October Mystery Map Solution

Only one person submitted a guess to our latest Mystery Map competition.  Amazingly enough, this guess was correct for all three variables, so congratulations – again – to Sam Masinter!  Here are the winning answers:

 

Variable A: number of scientific* Nobel Prizes per country

Variable B: number of universities per country (see this link for the source)

Variable C: number of scientific Nobel Prizes per university for every country in the world

*scientific is defined as Noble prizes in physics, chemistry, physiology/medicine, and economics (which isn’t really a Nobel prize, by the way).  I obtained these data from Wikipedia, the most up to date source on this topic, so I didn’t create this definition of “scientific” myself.

 

There are plenty of maps about Nobel prizes that show the uneven geographic distribution of these coveted awards. The Global North has amassed almost all of the scientific prizes since the first Nobel was awarded in 1901. Of course, we would expect countries with larger populations, such as Germany or the US, to have more medals. But, the trend still holds when you look at Nobels per capita.

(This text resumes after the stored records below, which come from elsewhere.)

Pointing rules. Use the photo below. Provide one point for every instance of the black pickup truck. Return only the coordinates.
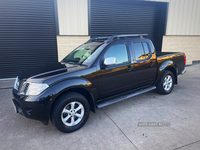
(98, 73)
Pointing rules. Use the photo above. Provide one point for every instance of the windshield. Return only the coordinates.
(84, 54)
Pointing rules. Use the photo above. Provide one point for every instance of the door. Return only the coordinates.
(145, 66)
(115, 79)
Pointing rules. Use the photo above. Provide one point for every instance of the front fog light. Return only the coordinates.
(36, 88)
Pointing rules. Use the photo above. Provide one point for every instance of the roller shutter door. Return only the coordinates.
(110, 17)
(27, 35)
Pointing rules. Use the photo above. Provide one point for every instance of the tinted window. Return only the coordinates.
(146, 50)
(84, 54)
(118, 51)
(138, 50)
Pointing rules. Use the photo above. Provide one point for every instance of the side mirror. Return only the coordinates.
(110, 61)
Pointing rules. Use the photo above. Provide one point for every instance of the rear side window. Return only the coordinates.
(141, 51)
(119, 51)
(146, 50)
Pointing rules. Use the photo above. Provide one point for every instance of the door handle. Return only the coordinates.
(151, 64)
(130, 68)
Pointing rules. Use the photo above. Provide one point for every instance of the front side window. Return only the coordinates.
(85, 54)
(146, 50)
(119, 52)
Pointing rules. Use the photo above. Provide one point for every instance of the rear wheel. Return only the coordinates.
(166, 84)
(70, 112)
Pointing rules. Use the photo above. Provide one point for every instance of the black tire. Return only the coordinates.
(160, 87)
(65, 101)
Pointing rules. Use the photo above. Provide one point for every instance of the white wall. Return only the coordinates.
(73, 17)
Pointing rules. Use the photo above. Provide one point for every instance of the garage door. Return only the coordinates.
(27, 35)
(110, 17)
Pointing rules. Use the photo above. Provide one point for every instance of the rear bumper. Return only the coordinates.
(34, 107)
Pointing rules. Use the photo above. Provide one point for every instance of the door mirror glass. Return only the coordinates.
(110, 61)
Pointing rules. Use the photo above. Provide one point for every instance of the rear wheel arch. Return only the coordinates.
(174, 71)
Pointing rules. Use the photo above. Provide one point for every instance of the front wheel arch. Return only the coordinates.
(88, 95)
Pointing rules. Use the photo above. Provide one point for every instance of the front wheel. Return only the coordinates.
(70, 112)
(166, 84)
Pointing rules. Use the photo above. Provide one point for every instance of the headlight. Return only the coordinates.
(36, 88)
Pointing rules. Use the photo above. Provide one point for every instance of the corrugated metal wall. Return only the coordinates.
(73, 17)
(183, 17)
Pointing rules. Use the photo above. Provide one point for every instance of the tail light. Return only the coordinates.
(185, 59)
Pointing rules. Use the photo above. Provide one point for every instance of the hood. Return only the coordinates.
(48, 70)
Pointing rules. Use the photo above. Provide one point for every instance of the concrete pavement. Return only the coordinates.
(115, 126)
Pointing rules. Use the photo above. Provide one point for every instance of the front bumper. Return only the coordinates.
(34, 107)
(183, 71)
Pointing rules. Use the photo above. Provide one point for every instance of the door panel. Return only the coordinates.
(145, 66)
(115, 78)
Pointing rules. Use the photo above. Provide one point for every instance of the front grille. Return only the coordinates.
(19, 110)
(24, 88)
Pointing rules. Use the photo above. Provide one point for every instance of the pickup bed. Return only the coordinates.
(100, 72)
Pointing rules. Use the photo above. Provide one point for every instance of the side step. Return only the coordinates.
(106, 103)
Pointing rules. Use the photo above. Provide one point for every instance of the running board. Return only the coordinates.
(109, 102)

Giving the Nobel system the benefit of the doubt, I decided to normalize the number of Nobels by a different data set – number of universities per country.  The distribution of universities throughout the world is problematic in its own right, since education is so intertwined with imperialism, past and present.  Maybe, I hypothesized, Nobel committees are just picking the best awardees they can given the flawed state of education globally. This claim would be supported if the distribution of Nobel prizes roughly matched the global distribution of universities; in this hypothetical situation, a map of Nobels per university would not show the clear North/South divide that’s apparent in the other maps.

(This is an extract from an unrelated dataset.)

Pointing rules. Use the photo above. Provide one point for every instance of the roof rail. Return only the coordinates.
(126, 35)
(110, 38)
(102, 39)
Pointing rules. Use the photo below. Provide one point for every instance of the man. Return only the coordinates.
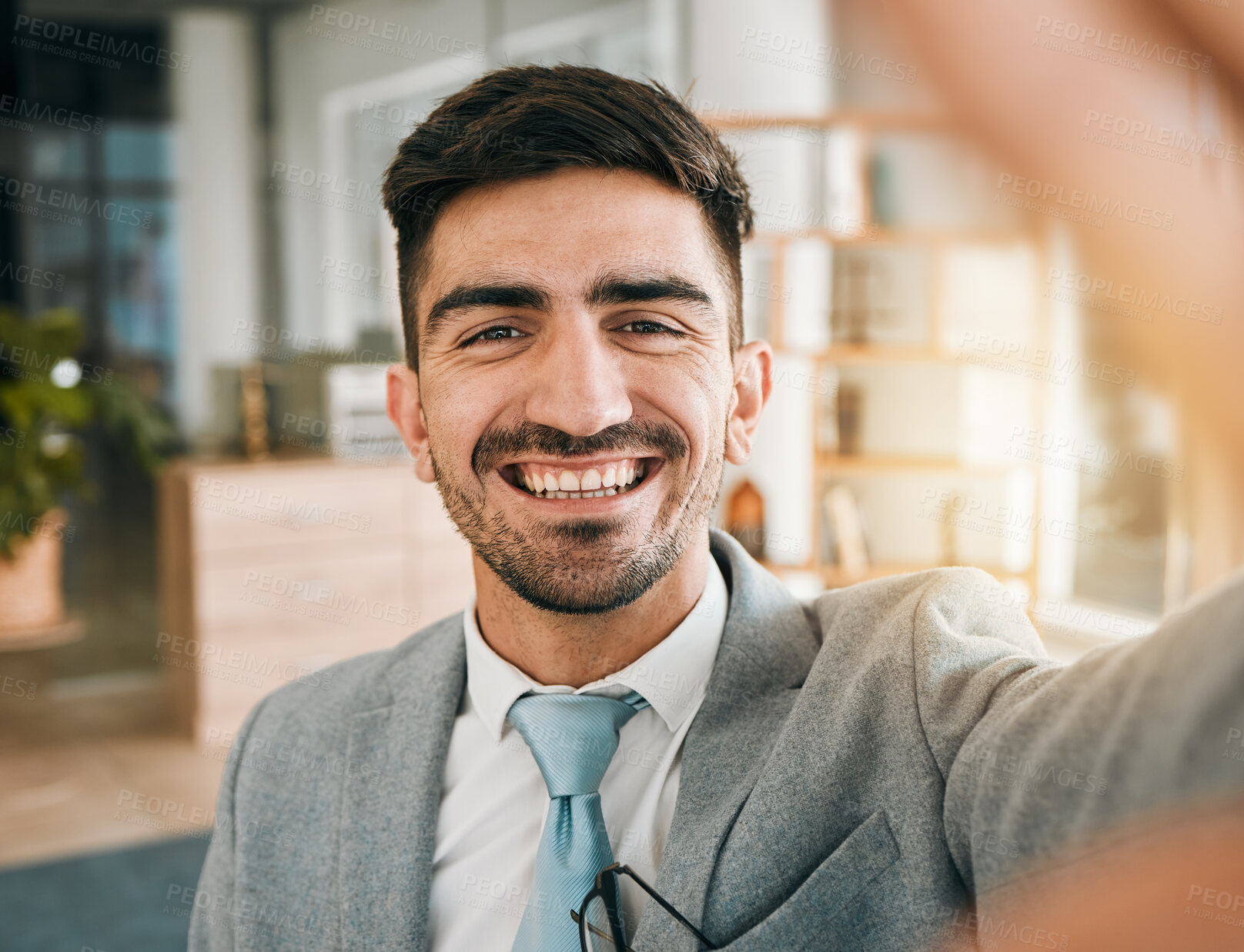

As it turns out, though, the North/South divide becomes (arguably) more apparent in the Nobels per university map.  Notably, China and India fade more into the background on the normalized map (variable C) than on the raw number of Nobels map (variable A). To me, this indicates that there is some sort of systemic bias in the selection of Nobel prizes – perhaps Nobel committees look for nominees in universities of the Global North, or perhaps they perceive research coming out of the Global South as inferior.  Of course, this map doesn’t prove anything (maps rarely do), but it does suggest that this pattern is worth studying more in depth.

With more time, I would have loved to make some variations on this map, such as:

  • considering how the distribution has changed over time, like this article from FiveThirtyEight
  • taking gender into account – in general, do women laureates come from different countries than men?
  • analyzing each award’s geography independently.  This would be hard, since I haven’t found an up-to-date tabulation of Nobels broken down by discipline and country, so I’d have to compile this data from scratch.

The award for most insightful guess goes to June Ahn ’18, whose guess, “number of white people per country,” is sadly much closer to the actual answer than you might think at first glance.